Blunder Bus is the creation of Max Galpern, Vaughn Traynor, and Cormac Crump, three high school buddies who have dedicated their free time to guerilla movie-making. These are no backyard horror flicks; Max and Cormac attend Jacqueline Walsh School for the Arts in Pawtucket, and Vaughn is enrolled at Classical High School, and they are very serious about their work.

“It’s important that we’re having fun,” says Max, “but that we also focus. We try to be professional.”

The trio already knew each other, but their collaborative spirit was cemented in 2017, when they attended GiveMe5, a one-day crash-course in filmmaking sponsored by the Rhode Island Film & Television Office. After an eight-hour workshop, they had to develop and produce a one-minute short film. The process hooked them.

“GiveMe5 was kind of a booster,” says Cormac. “We already had a bond, but it became a lot stronger.”

Their ad hoc production company is called ShameonU, and they have set the ambitious goal of releasing one original short film on YouTube every month of 2020. Since they are all avid skaters, many of their dozen videos revolve around skateboarding culture. But they are deeply interested in narrative films as well, which are created in classic indie style: shifting roles, impressionistic scripts, and fast shoots in borrowed public spaces.

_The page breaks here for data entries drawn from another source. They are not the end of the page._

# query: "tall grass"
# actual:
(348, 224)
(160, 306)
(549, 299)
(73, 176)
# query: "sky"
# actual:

“We really switch around a lot,” says Vaughn, who has both appeared on camera and helped behind the scenes. Cormac is the principal director, but all three pool their resources – including willing friends – to create mise en scène. As their skills have improved, so has their arsenal; they have upgraded from personal iPhones to the mirrorless Sony a6000.

The city has served them well. When ShameonU needed a suburban setting for the short Missing, they scouted locations in East Providence; for Blunder Bus, they filmed on the confined sidewalks of Downcity. They appreciate the range of architecture and the nearness of rivers and beaches, landmarks that open up worlds of possibilities.

“Providence has so many different environments,” says Max. “You can shoot anywhere.”